Eight Ways to Make Your Classes a Refuge from Modern Life

June 2019
Author: Shelly Power, NCPT, PMA Board of Directors

Life today is full to say the least. We have so many opportunities and also so many responsibilities. One of the great things about a Pilates session is the chance we have to focus on ourselves and leave our responsibilities for an hour. Here are 8 simple ways to create this oasis for your clients and students.

1. Get to Class Early
When you arrive early you have the opportunity to set up the classroom with whatever small apparatus or props you will need, greet the clients, and set the tone as relaxed and calm even if the workout is going to be intense. We all seem to be rushing and multitasking, so offer your students something different.

2. Create an Ambiance
What are your classes known for? Maybe you teach an energetic 7am wake up class, or maybe you teach a restorative class mid-day. From the moment you arrive you can set the tone and expectation. People like to feel confident that the teacher has a plan and it’s a great way to create a following.

3. No-Phone-Zone
Setting a no-phone policy in class is incredibly important. Besides avoiding the annoying dings and whistles, it sets the expectation that for the hour the focus is on the client. Put the phones on airplane mode and clients can delve into learning about Pilates and their bodies. To put clients at ease, leave phones at the front desk if an important call is expected.

4. Recite a Mantra
I used to have a teacher that would read a quote at the beginning of each class and it was a great way to bring everyone together as the class started. It was short and sweet and gave an opportunity to leave the traffic, kids, and work stress at the door. Each group will respond to something different – try an intention for the class such as ‘flow’ or ‘ease’.

5. Limit the Chit Chat
This is part of the no-phone mentality. During class the focus should be on the quality of movement, your cues and information. The hour should be conversation free with an internal focus – that’s pretty different than modern life. The meditative quality of an uninterrupted class can reset and recharge even the busiest of clients.

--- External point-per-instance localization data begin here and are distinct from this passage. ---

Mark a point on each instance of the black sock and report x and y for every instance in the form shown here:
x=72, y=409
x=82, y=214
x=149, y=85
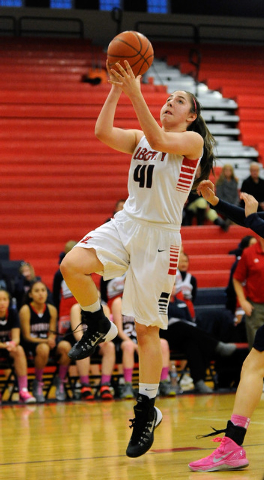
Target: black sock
x=236, y=433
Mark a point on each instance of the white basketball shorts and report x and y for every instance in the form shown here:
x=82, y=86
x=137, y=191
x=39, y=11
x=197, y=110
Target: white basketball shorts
x=149, y=253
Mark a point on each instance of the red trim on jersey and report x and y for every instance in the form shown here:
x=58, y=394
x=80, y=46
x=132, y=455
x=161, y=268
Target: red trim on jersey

6. Give Individual Attention
Even in the largest group class, each student should really feel like they are getting individual attention to improve their movement and understanding. Your pearls of wisdom are invaluable and will set you apart from other Pilates teachers. This will help your students focus on their form during the class.

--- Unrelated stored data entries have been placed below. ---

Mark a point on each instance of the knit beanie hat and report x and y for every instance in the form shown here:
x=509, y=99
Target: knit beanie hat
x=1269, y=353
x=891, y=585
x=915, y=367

7. To Music or Not to Music
There are a lot of thoughts about using music in class. I think this is really a personal choice; to each their own. If you are going to use music often its best to play something that disappears – you notice if it's not there, but it doesn’t take over. And that being said, classes where the music is more in the forefront can sometimes be fun. Just know your audience and intention.

8. Create a Movement Goal
As a student it's great to know when you are making progress and change. Having a challenging movement to work up to is a fun way to create concentration and focus. And if it has a version that students can practice at home, even better. Practicing at home is another opportunity to take a break from ‘real life’ for self-care.